In this file, you can define the profile to be used and the paths for different types of files (see *-paths).

Materialization is a variable that controls how dbt creates a model. By default, every model will be a view. This can be overridden in dbt_project.yml. We have set the models under models/marts/core/ to materialize as tables.

# Configuring models
models:
    sde_dbt_tutorial:
        # Applies to all files under models/marts/core/
        marts:
            core:
                materialized: table

3.3 Data flow

We will see how the customer_orders table is created from the source tables. These transformations follow warehouse and dbt best practices.

3.3.1. Source

Source tables refer to tables loaded into the warehouse by an EL process. Since dbt did not create them, we have to define them. This definition enables referring to the source tables using the source function. For e.g. {{ source('warehouse', 'orders') }} refers to the warehouse.orders table. We can also define tests to ensure that the source data is clean.

3.3.2. Snapshots

A business entity’s attributes change over time. These changes should be captured in our data warehouse. E.g. a user may move to a new address. This is called slowly changing dimensions, in data warehouse modeling.

Read this article to understand the importance of storing historical data changes, and what slowly changing dimensions are.

Dbt allows us to easily create these slowly changing dimension tables (type 2) using the snapshot feature. When creating a snapshot, we need to define the database, schema, strategy, and columns to identify row updates.

dbt snapshot
# alternative run the command 'just snapshot'

dbt creates a snapshot table on the first run, and on consecutive runs will check for changed values and update older rows. We simulate this as shown below

# Remove header from ./raw_data/customers_new.csv
# and append it to ./raw_data/customers.csv
echo "" >> ./raw_data/customers.csv
tail -n +2 ./raw_data/customer_new.csv >> ./raw_data/customers.csv

Run the snapshot command again

dbt snapshot

Raw data (raw_layer.customer) & Snapshot table (snapshots.customers_snapshot) snapshots.customers_snapshot

The row with zipcode 59655 had its dbt_valid_to column updated. The dbt from and to columns represent the time range when the data in that row is representative of customer 82.

3.3.3. Staging

The staging area is where raw data is cast into correct data types, given consistent column names, and prepared to be transformed into models used by end-users.

You might have noticed the eltool in the staging model names. If we use Fivetran to EL data, our models will be named stg_fivetran__orders and the YAML file will be stg_fivetran.yml.

In stg_eltool__customers.sql we use the ref function instead of the source function because this model is derived from the snapshot model. In dbt, we can use the ref function to refer to any models created by dbt.

3.3.4. Marts

Marts consist of the core tables for end-users and business vertical-specific tables.
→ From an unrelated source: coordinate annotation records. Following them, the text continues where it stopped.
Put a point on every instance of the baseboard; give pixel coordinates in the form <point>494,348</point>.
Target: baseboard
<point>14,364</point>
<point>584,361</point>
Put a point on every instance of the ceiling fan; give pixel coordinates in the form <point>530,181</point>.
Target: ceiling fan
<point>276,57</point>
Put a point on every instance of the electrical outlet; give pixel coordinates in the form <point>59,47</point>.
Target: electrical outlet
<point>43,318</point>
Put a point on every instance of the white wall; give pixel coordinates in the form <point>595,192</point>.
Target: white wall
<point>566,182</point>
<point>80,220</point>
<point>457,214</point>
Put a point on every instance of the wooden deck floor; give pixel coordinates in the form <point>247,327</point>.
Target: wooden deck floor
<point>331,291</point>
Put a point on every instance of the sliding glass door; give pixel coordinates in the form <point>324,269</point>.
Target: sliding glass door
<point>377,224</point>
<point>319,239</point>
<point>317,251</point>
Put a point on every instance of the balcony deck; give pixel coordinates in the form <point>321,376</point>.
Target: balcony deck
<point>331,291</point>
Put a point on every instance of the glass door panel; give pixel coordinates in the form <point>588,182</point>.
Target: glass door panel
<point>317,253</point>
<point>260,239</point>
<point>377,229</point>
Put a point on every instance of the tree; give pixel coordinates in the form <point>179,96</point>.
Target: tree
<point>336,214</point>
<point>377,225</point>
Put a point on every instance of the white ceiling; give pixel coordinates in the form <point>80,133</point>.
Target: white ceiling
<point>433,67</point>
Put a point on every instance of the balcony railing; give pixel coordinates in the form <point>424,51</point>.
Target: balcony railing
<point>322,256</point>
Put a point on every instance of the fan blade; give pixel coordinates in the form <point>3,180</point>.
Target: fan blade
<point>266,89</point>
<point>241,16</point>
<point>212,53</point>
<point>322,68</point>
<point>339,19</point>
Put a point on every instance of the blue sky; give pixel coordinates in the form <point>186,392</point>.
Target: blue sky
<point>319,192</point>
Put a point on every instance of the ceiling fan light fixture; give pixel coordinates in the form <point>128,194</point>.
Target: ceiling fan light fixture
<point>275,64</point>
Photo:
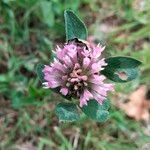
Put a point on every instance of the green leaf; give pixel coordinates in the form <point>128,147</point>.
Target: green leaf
<point>39,72</point>
<point>67,112</point>
<point>47,12</point>
<point>75,28</point>
<point>121,69</point>
<point>96,111</point>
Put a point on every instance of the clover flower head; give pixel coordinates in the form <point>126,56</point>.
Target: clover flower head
<point>76,72</point>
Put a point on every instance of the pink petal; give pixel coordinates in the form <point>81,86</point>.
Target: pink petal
<point>86,62</point>
<point>64,91</point>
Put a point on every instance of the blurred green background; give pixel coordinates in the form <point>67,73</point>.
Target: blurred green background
<point>29,30</point>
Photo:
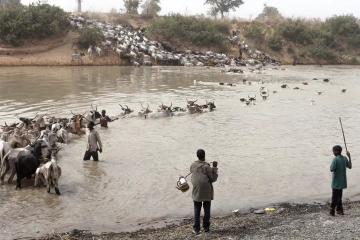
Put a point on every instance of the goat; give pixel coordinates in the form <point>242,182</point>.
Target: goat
<point>77,56</point>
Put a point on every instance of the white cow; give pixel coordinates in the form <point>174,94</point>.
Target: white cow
<point>49,173</point>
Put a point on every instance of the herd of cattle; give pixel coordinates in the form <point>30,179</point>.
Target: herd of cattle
<point>131,45</point>
<point>30,146</point>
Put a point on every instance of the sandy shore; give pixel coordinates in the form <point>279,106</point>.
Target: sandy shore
<point>287,221</point>
<point>56,51</point>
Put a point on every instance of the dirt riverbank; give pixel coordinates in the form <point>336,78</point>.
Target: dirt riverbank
<point>288,221</point>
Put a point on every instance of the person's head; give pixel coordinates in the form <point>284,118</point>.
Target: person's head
<point>91,125</point>
<point>200,154</point>
<point>337,150</point>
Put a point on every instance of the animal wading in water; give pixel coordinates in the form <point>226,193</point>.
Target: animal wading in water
<point>104,119</point>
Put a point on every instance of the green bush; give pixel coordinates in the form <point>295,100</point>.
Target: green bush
<point>36,21</point>
<point>344,25</point>
<point>195,30</point>
<point>354,41</point>
<point>275,42</point>
<point>254,31</point>
<point>90,36</point>
<point>296,31</point>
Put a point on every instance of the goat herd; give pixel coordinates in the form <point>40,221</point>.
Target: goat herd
<point>131,45</point>
<point>30,146</point>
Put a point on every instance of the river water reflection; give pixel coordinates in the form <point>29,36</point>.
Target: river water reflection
<point>276,151</point>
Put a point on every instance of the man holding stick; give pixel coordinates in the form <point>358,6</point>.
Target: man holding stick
<point>338,169</point>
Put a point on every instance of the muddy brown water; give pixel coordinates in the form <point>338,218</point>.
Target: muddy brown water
<point>276,151</point>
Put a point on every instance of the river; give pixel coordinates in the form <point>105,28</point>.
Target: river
<point>278,150</point>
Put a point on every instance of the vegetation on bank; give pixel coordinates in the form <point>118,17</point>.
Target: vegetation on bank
<point>195,30</point>
<point>36,21</point>
<point>337,39</point>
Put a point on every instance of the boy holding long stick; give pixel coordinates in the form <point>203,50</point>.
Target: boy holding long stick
<point>338,169</point>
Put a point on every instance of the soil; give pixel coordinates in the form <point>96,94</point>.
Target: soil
<point>287,221</point>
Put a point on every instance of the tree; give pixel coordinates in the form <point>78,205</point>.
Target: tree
<point>79,5</point>
<point>269,12</point>
<point>151,7</point>
<point>4,4</point>
<point>131,6</point>
<point>224,6</point>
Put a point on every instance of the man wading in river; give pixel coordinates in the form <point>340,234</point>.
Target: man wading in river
<point>338,169</point>
<point>93,144</point>
<point>203,192</point>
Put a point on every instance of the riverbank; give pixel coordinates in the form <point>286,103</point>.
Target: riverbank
<point>287,221</point>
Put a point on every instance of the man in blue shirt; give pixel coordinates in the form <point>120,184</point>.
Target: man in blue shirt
<point>338,169</point>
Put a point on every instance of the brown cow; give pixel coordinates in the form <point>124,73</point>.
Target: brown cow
<point>77,124</point>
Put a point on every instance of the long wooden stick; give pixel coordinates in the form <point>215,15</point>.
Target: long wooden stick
<point>343,133</point>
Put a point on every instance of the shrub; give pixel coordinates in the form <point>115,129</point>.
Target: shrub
<point>352,61</point>
<point>275,42</point>
<point>196,30</point>
<point>296,32</point>
<point>354,41</point>
<point>90,36</point>
<point>344,25</point>
<point>35,21</point>
<point>254,31</point>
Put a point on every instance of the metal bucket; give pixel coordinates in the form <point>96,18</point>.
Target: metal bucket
<point>182,185</point>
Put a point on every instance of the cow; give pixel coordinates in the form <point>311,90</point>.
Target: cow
<point>92,116</point>
<point>264,95</point>
<point>49,173</point>
<point>144,111</point>
<point>63,135</point>
<point>211,105</point>
<point>252,98</point>
<point>27,121</point>
<point>126,110</point>
<point>190,103</point>
<point>78,124</point>
<point>77,56</point>
<point>9,160</point>
<point>165,109</point>
<point>26,165</point>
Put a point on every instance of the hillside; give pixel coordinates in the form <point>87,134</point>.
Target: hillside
<point>257,34</point>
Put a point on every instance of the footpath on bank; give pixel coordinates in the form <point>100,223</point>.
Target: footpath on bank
<point>287,221</point>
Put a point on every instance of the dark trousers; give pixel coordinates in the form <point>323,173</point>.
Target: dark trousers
<point>197,211</point>
<point>89,154</point>
<point>336,201</point>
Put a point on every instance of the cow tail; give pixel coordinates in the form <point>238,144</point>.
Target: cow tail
<point>18,174</point>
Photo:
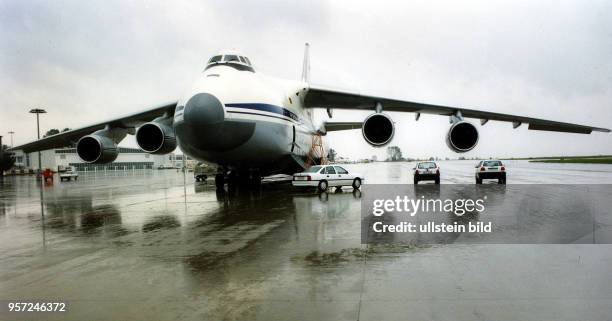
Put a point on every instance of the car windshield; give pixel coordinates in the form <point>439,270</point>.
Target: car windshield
<point>491,163</point>
<point>231,58</point>
<point>426,165</point>
<point>214,59</point>
<point>313,169</point>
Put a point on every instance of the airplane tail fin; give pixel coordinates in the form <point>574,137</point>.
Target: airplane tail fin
<point>306,65</point>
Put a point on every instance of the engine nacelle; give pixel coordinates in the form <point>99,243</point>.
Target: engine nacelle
<point>378,129</point>
<point>462,137</point>
<point>156,138</point>
<point>97,149</point>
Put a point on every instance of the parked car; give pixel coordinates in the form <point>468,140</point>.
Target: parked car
<point>69,174</point>
<point>426,171</point>
<point>324,176</point>
<point>490,169</point>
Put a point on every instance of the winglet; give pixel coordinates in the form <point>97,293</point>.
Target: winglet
<point>306,65</point>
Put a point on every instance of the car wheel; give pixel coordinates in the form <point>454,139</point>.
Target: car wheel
<point>322,186</point>
<point>356,183</point>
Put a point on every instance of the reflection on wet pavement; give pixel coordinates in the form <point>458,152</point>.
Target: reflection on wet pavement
<point>133,246</point>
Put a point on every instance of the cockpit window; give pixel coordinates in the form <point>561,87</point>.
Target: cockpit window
<point>230,58</point>
<point>215,59</point>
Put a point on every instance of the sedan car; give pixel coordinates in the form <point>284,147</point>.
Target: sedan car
<point>490,169</point>
<point>324,176</point>
<point>426,171</point>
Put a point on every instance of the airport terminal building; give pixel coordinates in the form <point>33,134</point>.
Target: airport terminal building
<point>128,158</point>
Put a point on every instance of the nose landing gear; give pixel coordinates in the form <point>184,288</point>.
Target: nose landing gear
<point>235,178</point>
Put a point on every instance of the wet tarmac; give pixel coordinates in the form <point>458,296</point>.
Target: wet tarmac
<point>140,245</point>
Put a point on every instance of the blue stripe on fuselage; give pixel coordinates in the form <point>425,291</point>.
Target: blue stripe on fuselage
<point>267,108</point>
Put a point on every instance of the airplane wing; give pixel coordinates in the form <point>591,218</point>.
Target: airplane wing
<point>69,137</point>
<point>325,98</point>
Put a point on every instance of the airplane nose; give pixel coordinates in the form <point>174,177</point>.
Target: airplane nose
<point>203,109</point>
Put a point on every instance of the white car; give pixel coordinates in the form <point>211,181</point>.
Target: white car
<point>426,171</point>
<point>490,169</point>
<point>324,176</point>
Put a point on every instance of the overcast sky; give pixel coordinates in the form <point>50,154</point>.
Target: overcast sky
<point>85,61</point>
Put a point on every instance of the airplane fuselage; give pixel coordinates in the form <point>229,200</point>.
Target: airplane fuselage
<point>241,119</point>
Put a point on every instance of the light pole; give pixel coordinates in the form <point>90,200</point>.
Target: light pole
<point>11,133</point>
<point>38,111</point>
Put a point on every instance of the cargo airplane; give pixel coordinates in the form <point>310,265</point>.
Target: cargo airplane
<point>254,125</point>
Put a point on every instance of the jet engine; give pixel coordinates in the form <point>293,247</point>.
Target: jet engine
<point>378,129</point>
<point>97,149</point>
<point>462,137</point>
<point>156,138</point>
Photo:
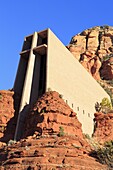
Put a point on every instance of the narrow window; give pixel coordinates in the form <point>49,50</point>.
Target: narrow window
<point>88,114</point>
<point>77,108</point>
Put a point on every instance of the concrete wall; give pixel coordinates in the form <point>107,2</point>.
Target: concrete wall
<point>68,77</point>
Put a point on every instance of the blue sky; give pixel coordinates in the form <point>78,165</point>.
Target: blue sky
<point>64,17</point>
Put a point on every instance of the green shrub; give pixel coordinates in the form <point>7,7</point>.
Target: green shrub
<point>106,105</point>
<point>0,96</point>
<point>105,154</point>
<point>61,131</point>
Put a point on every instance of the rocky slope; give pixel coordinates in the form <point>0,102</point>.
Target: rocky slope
<point>54,140</point>
<point>104,126</point>
<point>94,49</point>
<point>7,125</point>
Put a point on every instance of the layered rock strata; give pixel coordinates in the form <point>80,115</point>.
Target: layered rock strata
<point>103,127</point>
<point>92,47</point>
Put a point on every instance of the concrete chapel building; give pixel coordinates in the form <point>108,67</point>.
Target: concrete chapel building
<point>45,63</point>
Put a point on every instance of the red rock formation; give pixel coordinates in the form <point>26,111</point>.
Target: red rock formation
<point>45,147</point>
<point>104,125</point>
<point>90,47</point>
<point>6,114</point>
<point>49,114</point>
<point>48,153</point>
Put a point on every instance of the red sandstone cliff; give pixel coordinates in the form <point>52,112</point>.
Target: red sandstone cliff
<point>104,127</point>
<point>94,49</point>
<point>47,145</point>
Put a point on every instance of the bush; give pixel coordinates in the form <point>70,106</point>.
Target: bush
<point>105,154</point>
<point>61,131</point>
<point>106,105</point>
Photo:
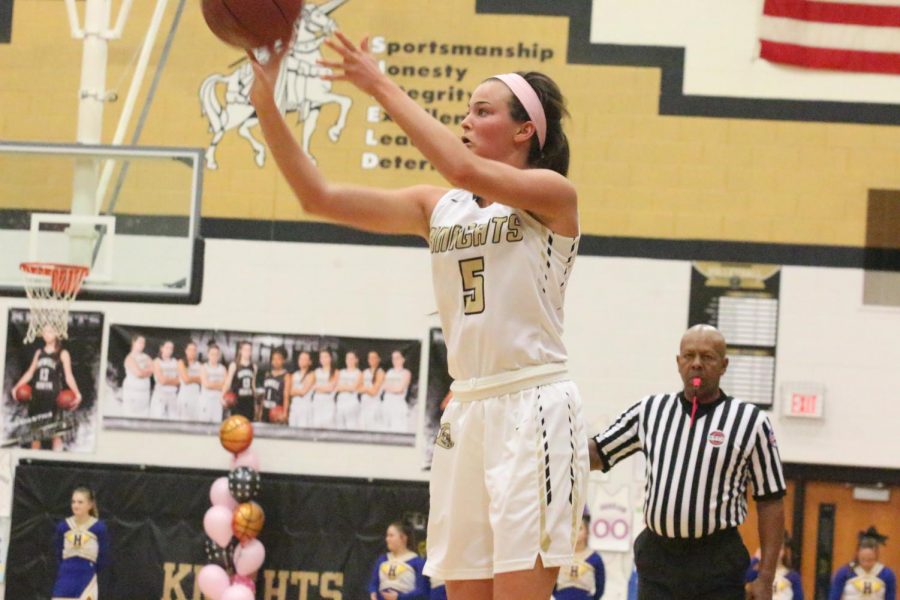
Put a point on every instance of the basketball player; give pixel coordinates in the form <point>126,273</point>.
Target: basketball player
<point>51,364</point>
<point>188,402</point>
<point>503,242</point>
<point>302,381</point>
<point>136,387</point>
<point>276,387</point>
<point>370,394</point>
<point>395,410</point>
<point>165,388</point>
<point>323,392</point>
<point>241,380</point>
<point>212,384</point>
<point>347,404</point>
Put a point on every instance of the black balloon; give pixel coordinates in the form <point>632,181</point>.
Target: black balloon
<point>243,483</point>
<point>217,555</point>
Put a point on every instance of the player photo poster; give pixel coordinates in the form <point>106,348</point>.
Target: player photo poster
<point>298,386</point>
<point>438,394</point>
<point>44,380</point>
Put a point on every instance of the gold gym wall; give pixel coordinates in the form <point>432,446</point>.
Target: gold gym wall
<point>638,173</point>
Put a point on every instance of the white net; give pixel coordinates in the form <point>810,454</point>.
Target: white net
<point>51,288</point>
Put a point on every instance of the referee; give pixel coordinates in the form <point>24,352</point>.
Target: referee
<point>703,449</point>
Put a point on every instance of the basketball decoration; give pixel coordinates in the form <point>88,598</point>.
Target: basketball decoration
<point>66,400</point>
<point>229,399</point>
<point>236,433</point>
<point>277,414</point>
<point>248,521</point>
<point>251,23</point>
<point>243,483</point>
<point>23,393</point>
In our example, we have a marketing department-specific folder to defined the model requested by marketing.

3.3.4.1. Core

The core defines the fact and dimension models to be used by end-users. The fact and dimension models are materialized as tables, for performance on frequent use. The fact and dimension models are based on kimball dimensional model .

Dbt offers four generic tests, unique, not_null, accepted_values, and relationships. We can create one-off (aka bespoke) tests under the Tests folder. Let’s create a sql test script that checks if any of the customer rows were duplicated or missed. If the query returns one or more records, the tests will fail. Understanding this script is left as an exercise for the reader.

3.3.4.2. Marketing

In this section, we define the models for marketing end users. A project can have multiple business verticals. Having one folder per business vertical provides an easy way to organize the models.

3.4. dbt run

We have the necessary model definitions in place. Let’s create the models.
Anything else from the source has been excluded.